# Rehome all black 9mo male GSD, Colorado



## MMS (May 18, 2020)

It breaks my heart to have to post this...I have to rehome my all black 9 month old male GSD. I am located in Colorado. He has all of his shots up to date. He does bark at people he doesn’t know but he does not ever try to harm anyone, he is the sweetest boy. He is my baby so I want him to go to the best home. If anyone is interested please let me know.


----------



## Jax08 (Feb 13, 2009)

The breeder won't take him back??


----------



## wolfy dog (Aug 1, 2012)

Why do you want to give him up?


----------



## Damicodric (Apr 13, 2013)

Ok.

Let’s start w step #1..

Wolfy is exactly right.

Why the re-home?

The breeder is an option .... nothing to do with the paramount problem.


----------



## Jenny720 (Nov 21, 2014)

There was a poster on here looking for a black gsd.


----------



## Sunflowers (Feb 17, 2012)

@DanielEHayes is looking for a black GSD.


----------



## Fodder (Oct 21, 2007)

Damicodric said:


> The breeder is an option .... nothing to do with the paramount problem.

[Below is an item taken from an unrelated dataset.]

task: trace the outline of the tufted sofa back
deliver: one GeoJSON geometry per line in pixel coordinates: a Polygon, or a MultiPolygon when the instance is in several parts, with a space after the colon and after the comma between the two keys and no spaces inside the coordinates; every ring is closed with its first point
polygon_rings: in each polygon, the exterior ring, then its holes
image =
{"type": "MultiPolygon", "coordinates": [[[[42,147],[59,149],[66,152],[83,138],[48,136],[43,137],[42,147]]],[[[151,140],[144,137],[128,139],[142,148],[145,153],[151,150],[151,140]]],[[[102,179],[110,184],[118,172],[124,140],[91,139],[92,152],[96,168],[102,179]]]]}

the breeder _may be_ an option. way to be optimistic but most GSD don’t come from reputable breeders.


Sunflowers said:


> @DanielEHayes is looking for a black GSD.

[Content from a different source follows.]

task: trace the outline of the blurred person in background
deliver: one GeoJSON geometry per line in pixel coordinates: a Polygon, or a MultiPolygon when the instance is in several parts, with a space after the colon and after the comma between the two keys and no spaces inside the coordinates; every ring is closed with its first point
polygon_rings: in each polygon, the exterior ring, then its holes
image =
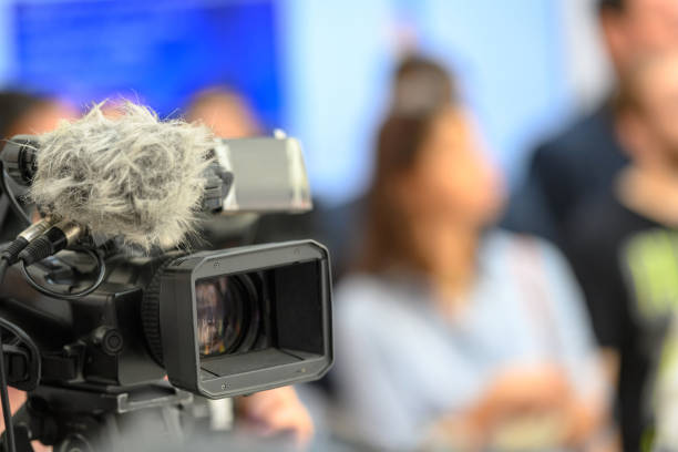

i believe he’s in NJ? it’s a hike, but maybe...


----------



## Sunflowers (Feb 17, 2012)

Hey, if I can get one form Germany, he can get one from Colorado 😄


----------



## Fodder (Oct 21, 2007)

Sunflowers said:


> Hey, if I can get one form Germany, he can get one from Colorado 😄


well yeah, lol... but from you’re average joe i imagine it could be more complex.


----------



## Damicodric (Apr 13, 2013)

Fodder said:


> the breeder _may be_ an option. way to be optimistic but most GSD don’t come from reputable breeders.
> 
> i believe he’s in NJ? it’s a hike, but maybe...

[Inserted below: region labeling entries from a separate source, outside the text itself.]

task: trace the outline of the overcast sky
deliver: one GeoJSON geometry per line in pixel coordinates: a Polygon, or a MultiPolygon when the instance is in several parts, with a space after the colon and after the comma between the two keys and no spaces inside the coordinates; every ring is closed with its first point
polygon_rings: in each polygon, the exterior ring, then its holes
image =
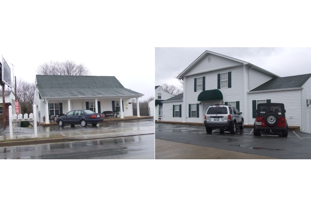
{"type": "Polygon", "coordinates": [[[117,4],[1,2],[0,56],[10,66],[12,78],[11,63],[18,80],[34,82],[39,65],[69,60],[84,64],[92,75],[115,76],[126,88],[144,94],[140,100],[154,96],[154,47],[137,47],[143,38],[129,32],[135,27],[120,15],[126,14],[125,4],[110,11],[117,4]]]}
{"type": "Polygon", "coordinates": [[[173,85],[175,78],[205,51],[250,62],[280,77],[311,73],[311,48],[156,48],[155,84],[173,85]]]}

I’d consider (consider) a NJ dog and can get to any part of the state within a couple of hours. Business wise, I’m always on the road. A couple of hours is no big shake for me.

I have three now and can corral them into shape in 24 hours, if need be.

PM me .... and we’ll see.


----------



## Fodder (Oct 21, 2007)

Damicodric said:


> I’d consider (consider) a NJ dog and can get to any part of the state within a couple of hours. Business wise, I’m always on the road. A couple of hours is no big shake for me.
> 
> I have three now and can corral them into shape in 24 hours, if need be.
> 
> PM me .... and we’ll see.


i don’t understand what you’re saying...
i believe daniel is in NJ, this dog is in CO

edit: nope, not NJ... someone else


----------



## Damicodric (Apr 13, 2013)

Fodder said:


> i don’t understand what you’re saying...
> i believe daniel is in NJ, this dog is in CO


My bad.

I was dancing around a number of things. I thought a NJ dog. 

If NJ and he needed a home, I would’ve gladly considered him.

Apologies.


----------



## Pytheis (Sep 23, 2016)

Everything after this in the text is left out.